En época pasada mi Ángel, sí, con mayúscula, me consiguió una credencial que me ostentaba como compositor, yo le borre y con letra de ajena de la máquina original le puse “poeta”, sonaba para mí, como que más importante, mi Ángel, me conseguía autógrafos de grandes artistas, me daba gusto pero no me llenaba, ya que todo al fin de cuentas lo regalaba y los ajenos-cercanos, se lo adjudicaban. Famosas mujeres fueron en mí y para mí verdaderos amores platónicos o musas de mis temas, o sea que en realidad me sentía un poeta romántico, en plena Guerra Fría.
Mientras transcurría mi espacio de silencio, entre la guerra y la paz, surge la Casa de Cristal, el Gran Hermano y la WEB, y yo, en mi cueva, como en la era de las cavernas. Por mi situación económica ya no existía la tecnología, pero… alguien me abre un E-mail o correo electrónico, después un F. B. Un G. M, etc. lo agradable… era gratis, claro para ingresar había que pagar el café que nunca me sirvieron, de esta forma retomé la escritura sin dejar de seguir haciendo libros artesanales con la información generada para regalar a mi propia familia o a extraños que mi intuición presentía de buena fe, pero haciendo lo propio para que en un futuro la exploten mis herederos. A través de la WEB se abre mi buena fe, despojado de la envidia, pero la WEB, es como nuestro cerebro o para ser más específico como nuestro subconsciente, danzan ángeles y demonios pues es difícil encontrar contactos de buena fe.
La literatura es difícil de entenderla, mucho más cuando no se siguen reglas establecidas, lo fácil se puede hacer difícil y para los que saben en verdad, lo difícil ya está dicho, no hay objeción; en la lectura cualquiera que sea, hay que aplicar un criterio libre de prejuicios para valorar lo bueno o lo malo por parte de una persona, comunidad o sociedad de cualesquier tipo, para que nadie se sienta ofendido ante una palabra mal escrita, mal interpretada o una imagen mal vista.
Ahora ya no me siento poeta en lo que escribo, porque lo hago para mentes reflexivas, aunque siempre este siendo evaluado por alguien en lo secreto. Todos somos eso, ángeles y demonios y nuestra lascivia en ocasiones nos gana, para eso no tengo justificación a menos que me cambiaran el chip y me enviaran a la zona del silencio en algún desierto de la tierra. Ya borraron de mi blog una foto mía de mí, yo espero que sea para bien porque no estaba acorde a mi predicación, pero si es para dañarme tampoco me preocupa porque todos los registros y publicaciones son mías y saben en realidad quién soy.

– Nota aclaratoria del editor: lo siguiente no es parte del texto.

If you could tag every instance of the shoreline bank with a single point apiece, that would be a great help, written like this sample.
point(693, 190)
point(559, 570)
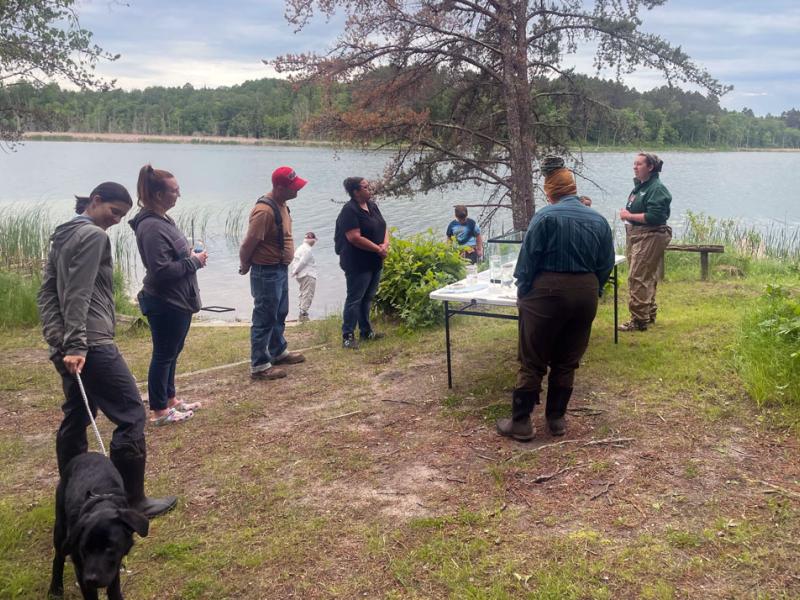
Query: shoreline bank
point(129, 138)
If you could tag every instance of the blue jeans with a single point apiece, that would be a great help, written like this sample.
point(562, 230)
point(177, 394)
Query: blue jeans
point(361, 289)
point(269, 286)
point(168, 327)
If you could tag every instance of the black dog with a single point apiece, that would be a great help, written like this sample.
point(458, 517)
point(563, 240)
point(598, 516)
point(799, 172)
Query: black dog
point(93, 525)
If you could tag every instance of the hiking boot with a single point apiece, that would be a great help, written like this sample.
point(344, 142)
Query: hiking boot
point(633, 325)
point(520, 430)
point(289, 358)
point(372, 335)
point(268, 374)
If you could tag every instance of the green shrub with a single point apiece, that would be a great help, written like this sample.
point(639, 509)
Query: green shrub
point(768, 352)
point(18, 299)
point(413, 269)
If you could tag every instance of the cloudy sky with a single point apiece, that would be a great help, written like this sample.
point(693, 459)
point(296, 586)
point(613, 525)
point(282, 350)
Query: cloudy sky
point(750, 45)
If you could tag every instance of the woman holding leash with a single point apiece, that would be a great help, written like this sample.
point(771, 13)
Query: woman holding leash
point(76, 304)
point(170, 294)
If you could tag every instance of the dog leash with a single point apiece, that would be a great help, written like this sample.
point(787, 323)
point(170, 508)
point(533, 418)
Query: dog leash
point(89, 411)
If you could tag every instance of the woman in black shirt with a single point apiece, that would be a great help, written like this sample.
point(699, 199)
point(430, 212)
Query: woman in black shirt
point(364, 244)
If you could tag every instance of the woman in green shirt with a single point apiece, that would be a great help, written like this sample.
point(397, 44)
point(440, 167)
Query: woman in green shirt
point(647, 236)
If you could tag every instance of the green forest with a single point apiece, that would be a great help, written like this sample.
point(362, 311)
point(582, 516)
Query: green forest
point(277, 109)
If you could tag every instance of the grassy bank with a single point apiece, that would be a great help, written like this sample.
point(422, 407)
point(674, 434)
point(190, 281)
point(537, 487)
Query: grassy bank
point(363, 475)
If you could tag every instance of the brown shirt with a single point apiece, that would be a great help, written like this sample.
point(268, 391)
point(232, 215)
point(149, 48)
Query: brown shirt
point(262, 227)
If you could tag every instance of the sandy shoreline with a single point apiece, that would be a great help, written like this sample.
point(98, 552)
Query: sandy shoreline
point(134, 138)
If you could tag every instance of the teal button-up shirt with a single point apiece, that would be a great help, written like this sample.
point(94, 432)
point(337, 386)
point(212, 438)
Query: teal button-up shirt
point(566, 237)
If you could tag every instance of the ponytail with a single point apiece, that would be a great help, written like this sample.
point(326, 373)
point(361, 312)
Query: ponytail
point(81, 202)
point(151, 181)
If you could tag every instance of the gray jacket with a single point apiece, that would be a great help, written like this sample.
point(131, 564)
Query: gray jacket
point(76, 300)
point(171, 269)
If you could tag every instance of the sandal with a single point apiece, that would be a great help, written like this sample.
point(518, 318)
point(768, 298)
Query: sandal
point(186, 406)
point(173, 416)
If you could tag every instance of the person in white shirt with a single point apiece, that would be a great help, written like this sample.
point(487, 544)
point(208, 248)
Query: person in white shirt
point(304, 269)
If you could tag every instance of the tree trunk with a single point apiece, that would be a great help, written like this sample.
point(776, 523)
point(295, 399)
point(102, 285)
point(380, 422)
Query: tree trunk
point(513, 44)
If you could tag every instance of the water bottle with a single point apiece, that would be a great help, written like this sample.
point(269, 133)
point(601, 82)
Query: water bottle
point(472, 274)
point(495, 266)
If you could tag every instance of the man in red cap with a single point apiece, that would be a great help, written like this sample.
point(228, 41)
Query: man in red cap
point(266, 252)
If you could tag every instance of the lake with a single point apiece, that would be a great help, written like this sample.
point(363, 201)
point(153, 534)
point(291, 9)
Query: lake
point(218, 182)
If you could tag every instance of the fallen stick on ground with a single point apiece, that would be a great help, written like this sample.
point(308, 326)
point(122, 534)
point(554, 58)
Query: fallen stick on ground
point(543, 478)
point(776, 488)
point(399, 401)
point(561, 443)
point(355, 412)
point(605, 491)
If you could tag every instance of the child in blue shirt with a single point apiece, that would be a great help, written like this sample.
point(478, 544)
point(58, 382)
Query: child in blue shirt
point(467, 233)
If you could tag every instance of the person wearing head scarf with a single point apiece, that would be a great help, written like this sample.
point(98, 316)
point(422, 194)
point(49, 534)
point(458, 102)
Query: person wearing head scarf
point(76, 306)
point(647, 236)
point(566, 257)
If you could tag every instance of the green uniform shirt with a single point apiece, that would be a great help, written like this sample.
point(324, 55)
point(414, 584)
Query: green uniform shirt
point(651, 198)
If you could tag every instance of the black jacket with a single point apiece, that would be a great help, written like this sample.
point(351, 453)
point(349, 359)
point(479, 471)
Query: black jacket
point(171, 269)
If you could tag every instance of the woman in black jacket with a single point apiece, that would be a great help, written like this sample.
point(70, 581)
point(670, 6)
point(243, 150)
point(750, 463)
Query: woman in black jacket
point(169, 294)
point(364, 240)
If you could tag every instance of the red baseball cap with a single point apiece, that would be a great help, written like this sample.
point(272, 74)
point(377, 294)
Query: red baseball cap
point(286, 177)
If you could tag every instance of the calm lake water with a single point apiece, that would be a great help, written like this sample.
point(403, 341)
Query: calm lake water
point(219, 181)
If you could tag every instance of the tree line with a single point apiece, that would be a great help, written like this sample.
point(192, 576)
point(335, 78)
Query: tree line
point(278, 109)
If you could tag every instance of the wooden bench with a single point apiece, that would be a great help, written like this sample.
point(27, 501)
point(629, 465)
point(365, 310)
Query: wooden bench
point(703, 249)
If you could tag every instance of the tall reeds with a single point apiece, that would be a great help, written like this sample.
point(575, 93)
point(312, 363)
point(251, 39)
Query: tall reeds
point(780, 241)
point(24, 244)
point(24, 239)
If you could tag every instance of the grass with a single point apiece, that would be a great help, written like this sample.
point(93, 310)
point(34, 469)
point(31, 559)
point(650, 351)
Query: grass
point(412, 495)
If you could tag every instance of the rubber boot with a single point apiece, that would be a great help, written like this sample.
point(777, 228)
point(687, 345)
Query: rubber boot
point(557, 400)
point(130, 461)
point(519, 426)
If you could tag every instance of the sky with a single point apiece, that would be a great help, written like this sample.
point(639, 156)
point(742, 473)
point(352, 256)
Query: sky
point(209, 43)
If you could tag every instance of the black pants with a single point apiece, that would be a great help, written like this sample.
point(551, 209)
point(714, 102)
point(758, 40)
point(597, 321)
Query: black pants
point(168, 328)
point(555, 322)
point(109, 386)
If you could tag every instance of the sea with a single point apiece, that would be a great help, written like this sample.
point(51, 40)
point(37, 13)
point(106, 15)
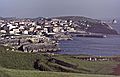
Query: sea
point(109, 46)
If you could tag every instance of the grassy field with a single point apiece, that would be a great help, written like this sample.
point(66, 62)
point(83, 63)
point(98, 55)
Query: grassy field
point(29, 73)
point(24, 61)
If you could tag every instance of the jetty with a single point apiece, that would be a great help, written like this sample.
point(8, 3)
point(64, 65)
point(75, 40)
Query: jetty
point(92, 35)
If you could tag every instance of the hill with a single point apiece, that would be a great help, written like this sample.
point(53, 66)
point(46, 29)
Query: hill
point(89, 24)
point(29, 73)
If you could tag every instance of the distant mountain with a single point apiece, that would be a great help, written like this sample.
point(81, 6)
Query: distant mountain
point(90, 25)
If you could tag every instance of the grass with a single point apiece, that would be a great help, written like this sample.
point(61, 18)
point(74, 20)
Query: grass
point(24, 61)
point(31, 73)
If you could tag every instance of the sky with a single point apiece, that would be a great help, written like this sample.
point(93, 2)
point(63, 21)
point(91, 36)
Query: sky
point(51, 8)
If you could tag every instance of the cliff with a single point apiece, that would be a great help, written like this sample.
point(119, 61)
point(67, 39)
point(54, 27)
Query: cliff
point(89, 25)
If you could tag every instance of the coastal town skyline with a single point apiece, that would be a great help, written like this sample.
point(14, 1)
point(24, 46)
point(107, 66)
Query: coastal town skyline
point(45, 8)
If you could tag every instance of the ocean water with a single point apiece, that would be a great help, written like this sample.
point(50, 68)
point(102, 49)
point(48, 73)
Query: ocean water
point(93, 46)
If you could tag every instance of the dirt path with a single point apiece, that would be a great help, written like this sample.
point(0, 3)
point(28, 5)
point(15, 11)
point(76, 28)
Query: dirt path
point(116, 70)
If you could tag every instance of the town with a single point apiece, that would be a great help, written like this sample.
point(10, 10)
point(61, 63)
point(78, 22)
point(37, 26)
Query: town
point(29, 35)
point(43, 34)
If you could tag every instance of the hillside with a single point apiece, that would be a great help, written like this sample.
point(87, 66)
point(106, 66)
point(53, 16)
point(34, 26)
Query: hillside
point(28, 73)
point(89, 24)
point(60, 63)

Doy gracias a todos los que me han permitido la oportunidad, los que leen, los que evalúan, los sin voz, que sé que existen. Rara vez contesto alguna pregunta por este medio, me gusta comentar en relación a lo que otra persona escribe para bien o para mal, no por esto estoy renunciando a la amistad de mis contactos o los contactos de ellos, no soy más que otros, aunque en ocasiones me siento halagado, aún así, no respondo. Saludos a toda la comunidad cibernética y de más allá, pues precisamente en este día primero de Noviembre de 2012, el espíritu de Ulises, el guerrero que va dentro de mí, me movió el tapete. Saludos.